During the last day of any MBA course, your professor will most likely say something along the lines of, “Years from now, if you can use one thing from my class, it would be…” Now I won’t be able to enumerate every single lesson I learned over my time at business school, but these lessons have become part of my mental toolkit, and always come to mind when I evaluate business odds or manage ambiguous human factors.
Here are three of the most useful life lessons that I became very aware of during my time in business school:
1) Build a buffer of time into your day
From my Operations Management course, I learned that in the manufacturing process, buffer zones or “slack time” are critical in ensuring that a delay in one part of production cannot easily cripple the whole chain. This concept has proven to be helpful now in managing day-to-day activities – rather than filling every hour of the day with minute tasks, it is more productive to identify key priorities and create some free time around them. This time can then be used to absorb tasks that unexpectedly take longer than you thought they would, or to spend as additional time for personal interests. Planning out the day like this can greatly reduce your stress and allow new ideas to ferment, making for a more productive and fulfilling life, long-term.

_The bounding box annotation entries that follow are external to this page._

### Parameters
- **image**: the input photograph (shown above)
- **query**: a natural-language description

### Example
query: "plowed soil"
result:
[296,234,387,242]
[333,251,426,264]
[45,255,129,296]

2) You can negotiate for more than you think
From my Negotiations course, I recall that I learned the most common error people make in their dealings is to take too many points as given or fixed and not even bother to try and negotiate them. Thus, they miss out on the potential to further benefit their own organization as well as the party they are negotiating with.
Being more aware of this tendency will encourage you to try negotiating for things you may not have tried for before, which will help open up more business opportunities and deepen your relationships with the people you work with. In addition, it is important to understand that the motivation of the person you are negotiating with is not always exactly the same as that of the unit he is representing, as this will help in the way you approach the conversation.
3) The creative process cannot be forced
In one of my Strategy classes, we discussed the creative process of Grammy Award-winning singer/songwriter Suzanne Vega, best known for her 1987 hit “Luka,” which raised awareness for domestic violence. In this case study, the singer was encountering writer’s block as she was creating her new album and found that to do her best work, she couldn’t be forced to grind it out in the recording studio as many musical artists do – living life and drawing inspiration and stimulation from everyday encounters was the best way to go.
I have found this lesson to be very applicable as I help guide MBA candidates through their business school applications. Applicants tend to maintain their better balance in their lives by continuing with their exercise, hobbies, and vacations, even as they prepare for the GMAT and the business school application process as a whole. Living full, normal lives will keep you refreshed and inspired to work at your peak performance level, and to deliver your best work possible.